The `refreshToken` rotation endpoint prunes the old token on rotation, but `login` does not prune expired tokens before pushing.
**Remediation:** Before pushing, prune expired tokens:
```ts
const now = Date.now() / 1000;
user.refreshTokens = user.refreshTokens.filter(t => {
try { return jwt.decode(t)?.exp > now; } catch { return false; }
});
```
Enforce a hard cap (e.g. `slice(-10)`) after pruning.
---
### HIGH-4 — Blocked Telegram User Can Bypass Block via Deleted TelegramLink
**File:** `src/services/auth/authController.ts:355363`
**Status:** Open
The block check queries `TelegramLink` where `status = 'blocked'` AND `blockedReason != 'unlinked_by_user'`. If the blocked user's `TelegramLink` is **deleted** entirely (not just status-changed), the check finds nothing, `activeLink` finds nothing, and the code auto-provisions a brand-new `User` with a fresh `TelegramLink` — bypassing the block entirely.
**Remediation:** Store the blocked Telegram user ID on the `User` document (a `blockedTelegramIds` set at the app level, or a `status: 'suspended'` flag tied to the Telegram ID) so the block persists even without a `TelegramLink` record.
---
### HIGH-5 — `verifyEmailWithCode`: Non-Atomic User Create + TempVerification Delete
**File:** `src/services/auth/authController.ts:620633`
**Status:** Open
```ts
await user.save(); // line 630
await TempVerification.findByIdAndDelete(tempVerification._id); // line 633
```
If `user.save()` succeeds but the delete fails (network error, timeout), the `TempVerification` document remains. The next call with the same `email+code` will find it valid, attempt `User.create` again, and hit the unique email index — returning a 500 error instead of a clean "already verified" message. This persists until the MongoDB TTL scan runs (up to 15 min + scan interval).
**Remediation:** Delete the TempVerification **before** saving the user, or check for duplicate-key errors after `user.save()` and delete the TempVerification in the catch handler.
---
## MEDIUM
### MED-1 — Funds Ledger Availability Check Is Not Atomic with Append
**File:** `src/services/payment/orchestration/releaseRefundService.ts:3755,99114`
**Status:** Open
`validateReleaseAvailability` reads a balance via aggregation, checks `availableBalance >= amount`, then `appendFundsLedgerEntry` inserts the entry. Two concurrent release/refund calls can both read the same balance snapshot, both pass the availability check, and both insert entries — resulting in a double-spend from the ledger.

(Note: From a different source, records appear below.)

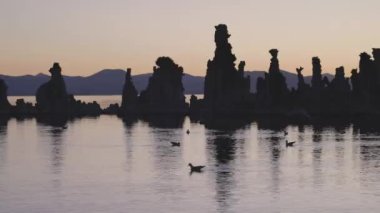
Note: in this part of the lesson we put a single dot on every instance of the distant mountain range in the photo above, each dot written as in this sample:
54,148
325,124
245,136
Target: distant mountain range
110,82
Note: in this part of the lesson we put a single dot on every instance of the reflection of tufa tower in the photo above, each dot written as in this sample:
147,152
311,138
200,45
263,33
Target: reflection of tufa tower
225,86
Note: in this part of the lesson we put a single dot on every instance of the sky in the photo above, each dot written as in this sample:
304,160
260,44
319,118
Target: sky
86,36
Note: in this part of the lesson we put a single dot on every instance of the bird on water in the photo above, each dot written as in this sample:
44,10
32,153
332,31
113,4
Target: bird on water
291,143
195,168
175,143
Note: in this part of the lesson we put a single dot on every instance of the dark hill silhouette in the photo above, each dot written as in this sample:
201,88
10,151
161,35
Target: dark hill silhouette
110,82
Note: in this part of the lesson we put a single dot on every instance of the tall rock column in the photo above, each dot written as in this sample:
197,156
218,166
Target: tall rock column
316,81
164,93
4,103
52,96
276,82
226,88
129,95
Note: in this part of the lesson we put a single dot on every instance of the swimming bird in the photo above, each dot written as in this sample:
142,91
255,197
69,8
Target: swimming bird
195,168
289,143
175,143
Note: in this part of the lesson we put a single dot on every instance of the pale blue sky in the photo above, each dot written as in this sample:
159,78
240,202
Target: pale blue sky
86,36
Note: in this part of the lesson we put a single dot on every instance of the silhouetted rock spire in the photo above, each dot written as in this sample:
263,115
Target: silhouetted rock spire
226,88
4,104
164,93
129,95
52,96
316,81
276,90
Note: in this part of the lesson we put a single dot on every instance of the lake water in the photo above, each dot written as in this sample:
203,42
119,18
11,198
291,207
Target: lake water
106,165
103,100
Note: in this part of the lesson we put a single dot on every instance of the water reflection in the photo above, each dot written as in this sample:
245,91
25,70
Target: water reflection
165,121
222,148
53,128
3,141
133,166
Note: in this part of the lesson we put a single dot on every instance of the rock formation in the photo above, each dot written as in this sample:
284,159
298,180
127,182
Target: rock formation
316,81
226,88
164,93
340,83
52,96
272,89
129,96
4,104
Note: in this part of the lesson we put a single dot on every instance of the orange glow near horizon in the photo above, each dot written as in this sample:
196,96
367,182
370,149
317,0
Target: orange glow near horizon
87,36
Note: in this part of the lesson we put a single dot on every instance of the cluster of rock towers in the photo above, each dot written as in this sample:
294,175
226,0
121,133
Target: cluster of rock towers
226,90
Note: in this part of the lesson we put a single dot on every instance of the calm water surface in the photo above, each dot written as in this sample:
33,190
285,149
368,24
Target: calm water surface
106,165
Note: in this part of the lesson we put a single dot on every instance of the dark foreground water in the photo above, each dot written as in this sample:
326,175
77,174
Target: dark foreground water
106,165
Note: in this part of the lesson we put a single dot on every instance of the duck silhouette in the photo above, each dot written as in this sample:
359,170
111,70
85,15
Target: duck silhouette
195,168
291,143
175,143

The `idempotencyKey` on `FundsLedgerEntry` prevents exact duplicates when the same `txHash` is used, but does not prevent two different `txHash` values from both passing the availability check concurrently.
**Remediation:** Wrap the check + insert in a MongoDB transaction, or add a single-release constraint: before inserting a `release` entry, verify no prior `release` entry exists for the same `paymentId`.
---
### MED-2 — `updatePurchaseRequestStatus` Bypasses the State Machine Validator
**File:** `src/services/marketplace/PurchaseRequestService.ts:551589`
**Status:** Open
`updatePurchaseRequestStatus` calls `PurchaseRequest.findByIdAndUpdate` directly, without calling `isValidStatusProgression`. The webhook path (`paymentCoordinator.ts:208`) uses this method, meaning payment-triggered state transitions skip the state machine guard entirely.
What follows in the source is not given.